Interview – Rencontre avec Mâle

Mâle DR

Mâle a déjà dévoilé plusieurs titres, dont les excellents « Tennis Revers » et « La Sauvage ». Séduits par le côté cold, dark et synthétique de sa production musicale, nous l’avons contactée afin d’en savoir un peu plus sur son parcours, son EP éponyme qui vient de sortir et ses différents projets. Elle fait notamment partie des artistes sélectionnés pour le Inouïs du Printemps de Bourges cette année. Rencontre avec Mâle…

Avant de parler de ce premier Ep éponyme qui vient de paraître, j’aimerais que l’on remonte un peu dans le temps, et à votre petite enfance plus précisément. Quelle musique vos parents vous ont-ils fait écouter ?

Je suis une enfant qui a grandi avec la musique populaire qui passait à la radio, donc, essentiellement de la variété française. Charles Aznavour, Jean-Jacques Goldman… J’ai d’ailleurs conservé une affinité très forte avec la variété française. Ce sont en tout cas mes premiers souvenirs musicaux. Je n’avais pas des parents qui écoutaient les Beatles ou les Stones. La curiosité musicale est venue bien plus tard.

Mâle DR
Mâle DR

Vers l’adolescence… à cette époque, qu’écoutez-vous ?

J’ai la chance d’avoir une grande sœur qui m’a fait écouter tout un tas de choses. J’ai un souvenir très clair de RadioHead. C’est clairement le groupe qui m’a donné envie d’écrire des chansons. À l’époque, je n’avais aucune envie particulière de faire de la musique. Mais RadioHead a été comme un déclencheur. Déjà, au niveau de l’anglais… puisque j’étais vraiment nulle à l’école (rires). Je me suis intéressée à la langue, j’ai voulu la comprendre, puis l’écrire. C’est donc vraiment ce rock anglo-saxon avec ses guitares saturées et parfois un petit côté électronique qui m’a ouverte à la musique.

Comme beaucoup d’ados, vous montez des groupes ?

J’ai commencé vers 16 / 17 ans les cours de guitare. Je n’avais pas envie de faire un parcours classique, ce qui m’importait, c’était d’apprendre très vite quelques accords pour pouvoir écrire mes propres chansons. Je n’avais en tout cas pas en tête l’idée de faire des concerts. Si mes souvenirs sont bons, un tremplin a été organisé dans mon lycée et c’était la toute première fois que je choisissais un nom d’artiste, et que je chantais mes chansons guitare / voix sur scène. C’était tout nouveau pour moi.

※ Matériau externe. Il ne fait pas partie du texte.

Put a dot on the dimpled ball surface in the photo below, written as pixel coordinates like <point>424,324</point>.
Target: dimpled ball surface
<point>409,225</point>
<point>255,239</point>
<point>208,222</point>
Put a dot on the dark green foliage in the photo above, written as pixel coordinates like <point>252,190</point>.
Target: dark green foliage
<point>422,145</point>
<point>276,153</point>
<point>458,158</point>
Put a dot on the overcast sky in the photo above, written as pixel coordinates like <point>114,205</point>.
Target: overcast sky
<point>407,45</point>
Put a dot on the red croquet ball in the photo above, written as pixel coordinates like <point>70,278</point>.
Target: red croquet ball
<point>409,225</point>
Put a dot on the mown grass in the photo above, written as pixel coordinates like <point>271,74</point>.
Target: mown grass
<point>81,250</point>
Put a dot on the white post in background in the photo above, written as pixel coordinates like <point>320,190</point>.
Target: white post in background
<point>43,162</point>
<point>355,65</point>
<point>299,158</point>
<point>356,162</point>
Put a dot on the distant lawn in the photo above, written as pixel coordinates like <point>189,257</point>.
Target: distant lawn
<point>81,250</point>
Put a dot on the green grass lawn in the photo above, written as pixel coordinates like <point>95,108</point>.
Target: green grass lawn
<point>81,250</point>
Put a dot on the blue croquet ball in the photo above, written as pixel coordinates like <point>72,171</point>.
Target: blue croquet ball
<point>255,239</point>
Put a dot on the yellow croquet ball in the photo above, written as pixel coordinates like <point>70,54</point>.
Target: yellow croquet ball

Les textes, à l’époque, vous les écriviez en anglais ou en français ?

J’étais vraiment sur une écriture en anglais. Je ne sais pas si c’était par pudeur véritablement… mais comme j’écoutais quasi exclusivement à cette époque de la chanson anglaise, c’était plus naturel pour moi. Le français est venu bien plus tard, et sur commande. La chanson française a beaucoup évolué aujourd’hui, mais à l’époque j’avais un peu l’impression d’être dans un cliché, un truc un peu ringard. Mais que j’aimais, paradoxalement (sourire). J’avais beaucoup de mal à écrire en français. Ce n’est que quelques années plus tard que je me suis rendue compte que mon écriture en français pouvait être aussi fluide que celle en anglais. C’était un peu bancal au début, mais j’y ai pris énormément goût et aujourd’hui, j’aurais beaucoup de mal à revenir en arrière.

Ensuite, vous montez à Paris et signez chez AZ.

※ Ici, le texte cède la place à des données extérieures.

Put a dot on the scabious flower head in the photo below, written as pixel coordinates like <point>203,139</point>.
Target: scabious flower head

Oui, c’était en 2010. On m’a fait des commandes de musique à l’image pour des marques comme Etam, Chanel, Pentax, etc… Et c’est là que je me suis rendue compte que j’étais capable d’écrire une pop un peu plus gaie que celle des morceaux de rock ultra mélancoliques que j’écrivais avant. La musique à l’image est un exercice qui m’a beaucoup plu. J’ai donc rencontré un éditeur et j’ai commencé à gagner un peu de sous avec ça. J’ai rencontré à cette époque un DA de chez AZ, qui m’a signé pour un maxi single, « Colorfield » que j’ai publié sous le nom de Loheem. C’était ma première expérience professionnelle. Et j’ai démarré fort. On a enregistré aux Studios ICP à Bruxelles. Universal n’a jamais lésiné sur les moyens… je me suis retrouvée dans ce studio où enregistraient toutes les plus grandes stars du moment… (sourire) Avec du recul, je me rends compte que je n’ai pas profité assez de la chance qui m’avait été offerte. J’ai eu l’impression d’avoir été jetée dans la fosse aux lions. C’était assez fou, mais ça reste une super expérience.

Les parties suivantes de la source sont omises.